Monday, October 5, 2015

Time Management: an Exercise in Futility

Managing time is an art. It takes skill, organization, and time in and of itself. It can make or break success. This is especially true in law school. It has been stressed so strongly to my fellow 1L-ers and me, I can almost guarantee, since before we even began our law school career. I have always been someone who carries around a planner with a complete account of what is coming up. This has usually consisted solely of doctor appointments for my family, important dates like birthdays, and different possible events that are going on in our community that may be of interest to us. I learned quickly that the small planner I was used to carrying would not be sufficient for my current responsibilities and staying sane keeping organized. I am now that person who has a total of two paper calendars, a schedule book, my Google calendar, and whiteboard calendar going concurrently in order to keep track of everything.

I have used my Google calendar for a couple years now in order to keep track of my husband's work schedule, due dates for bills with their amounts (or for some approximate amounts), payday, birthdays, and with a few calendars synced from outside sources (Patriots schedule being one). I use this as my personal calendar so I can make plans with others without having conflicts with work/school/appt schedules with notifications for things upcoming right in my pocket. It has been a life saver for my sanity, my organization, and helps me avoid double booking.

I then still used a small planner in my purse that allows me to mark days at a glance that are unavailable for further plans. It is a quick reference when scheduling things, planning things for the future, but doesn't really provide too much detail. I simply cross off days that are completely unavailable and mark the calendar accordingly for those days that are partially unavailable. I then have a larger calendar that has every one's schedule written out with more detail, such as times and places. This calendar is in my family binder that is supposed to have has all of our family emergency information, menu plans, and other odds and ends to keep our household organized.

My schedule book is ONLY for my school stuff. I use it to write out what assignments I need to do, when they are due, what reading is required for the week, and what will be required in class (i.e. interim exams, essays) for each class and for each day of the week. As I complete things, there is a spot to mark them off as complete. This book is not the most ideal structure, but it is better than having to reference my syllabi for each class everyday. This helps me keep things in one spot as well as be thorough.

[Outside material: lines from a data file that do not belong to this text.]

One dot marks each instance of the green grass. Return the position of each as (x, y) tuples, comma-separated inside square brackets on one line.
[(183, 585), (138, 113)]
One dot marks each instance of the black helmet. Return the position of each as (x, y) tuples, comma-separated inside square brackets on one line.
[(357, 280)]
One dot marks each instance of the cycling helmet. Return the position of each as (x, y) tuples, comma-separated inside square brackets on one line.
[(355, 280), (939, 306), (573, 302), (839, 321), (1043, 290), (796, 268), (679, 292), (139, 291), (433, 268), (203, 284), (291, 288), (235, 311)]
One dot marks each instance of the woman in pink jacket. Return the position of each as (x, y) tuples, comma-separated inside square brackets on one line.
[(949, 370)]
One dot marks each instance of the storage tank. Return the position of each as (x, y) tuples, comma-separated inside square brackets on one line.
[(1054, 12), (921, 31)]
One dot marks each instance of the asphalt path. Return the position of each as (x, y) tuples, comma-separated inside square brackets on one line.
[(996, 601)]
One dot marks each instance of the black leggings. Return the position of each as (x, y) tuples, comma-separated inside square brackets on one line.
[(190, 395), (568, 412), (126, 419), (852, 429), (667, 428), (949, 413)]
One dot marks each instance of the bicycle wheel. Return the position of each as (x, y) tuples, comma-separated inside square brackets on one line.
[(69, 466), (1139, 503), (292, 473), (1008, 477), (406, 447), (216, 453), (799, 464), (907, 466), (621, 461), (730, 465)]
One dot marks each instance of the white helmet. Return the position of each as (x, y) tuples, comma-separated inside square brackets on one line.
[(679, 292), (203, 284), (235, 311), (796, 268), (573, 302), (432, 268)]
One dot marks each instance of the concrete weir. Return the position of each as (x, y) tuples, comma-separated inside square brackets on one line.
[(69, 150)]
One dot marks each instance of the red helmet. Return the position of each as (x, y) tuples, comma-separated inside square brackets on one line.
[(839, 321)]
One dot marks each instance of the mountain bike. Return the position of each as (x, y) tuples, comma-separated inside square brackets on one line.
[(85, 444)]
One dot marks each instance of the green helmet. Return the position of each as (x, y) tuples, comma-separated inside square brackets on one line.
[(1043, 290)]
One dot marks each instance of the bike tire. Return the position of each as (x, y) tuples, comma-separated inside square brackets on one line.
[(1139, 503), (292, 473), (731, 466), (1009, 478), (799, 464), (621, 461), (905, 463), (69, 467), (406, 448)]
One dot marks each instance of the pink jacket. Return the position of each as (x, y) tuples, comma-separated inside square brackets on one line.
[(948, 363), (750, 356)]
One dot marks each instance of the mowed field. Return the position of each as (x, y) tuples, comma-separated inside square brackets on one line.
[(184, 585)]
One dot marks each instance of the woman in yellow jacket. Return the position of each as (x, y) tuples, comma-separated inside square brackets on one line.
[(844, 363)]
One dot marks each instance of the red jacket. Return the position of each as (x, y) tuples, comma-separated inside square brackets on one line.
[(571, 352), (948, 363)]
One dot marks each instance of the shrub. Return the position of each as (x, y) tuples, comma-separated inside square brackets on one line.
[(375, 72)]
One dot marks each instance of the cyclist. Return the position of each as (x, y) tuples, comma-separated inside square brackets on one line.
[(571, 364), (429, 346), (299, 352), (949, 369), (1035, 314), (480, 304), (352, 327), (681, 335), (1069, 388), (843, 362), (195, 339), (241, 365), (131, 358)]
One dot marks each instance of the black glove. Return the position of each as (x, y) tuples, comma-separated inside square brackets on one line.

Lastly, our whiteboard calendar, which I do a fabulous decent (ok) terrible job of keeping current, serves as a spot for my husband to reference as to what is upcoming and where we are and are not free. This helps when our busy schedules don't allow for the amount of time we are used to spending together. Instead of having to brief each other on the upcoming events in our lives during the time when can just spend together talking about everything else. I also helps if we forget to communicate different events as well. It serves as a reminder for everyone (or at least the two of us that can read in the house). My goal is to get a better "central hub" set up for our family because we are still constantly running around like chickens with out heads cut off when we are trying to get out of the door on time.

Now, by reading all of the above information, you'd think that my time management skills are pretty squared away. WRONG! Oh so very wrong. No amount of calendars and written down schedules could have ever prepared me for what time management actually is. Law school is a very intricate being with so many working parts. Reading. Briefs. Outlines. Comprehending the material. Current events. Essays. Exams (even the ungraded interim ones I have been working through this past week). Student organizations. Friends (because let's face it, this SAHM has been lacing those for the last few years). Professors' habits/no-nos/pet peeves/words they dislike or like/expectations. Remembering that all this will lead up to a huge 3 day test to decide if all the time spent studying actually worked. Nothing can prepare a person for that. One of my peers, Kyle, and I were talking about how we truly feel as if we are not even treading water at this point but instead are getting opportunities to gasp for air before sinking under the immense amount of work that is commonplace in law school. So with that, I am going to take my big breath and dive headfirst into my workload.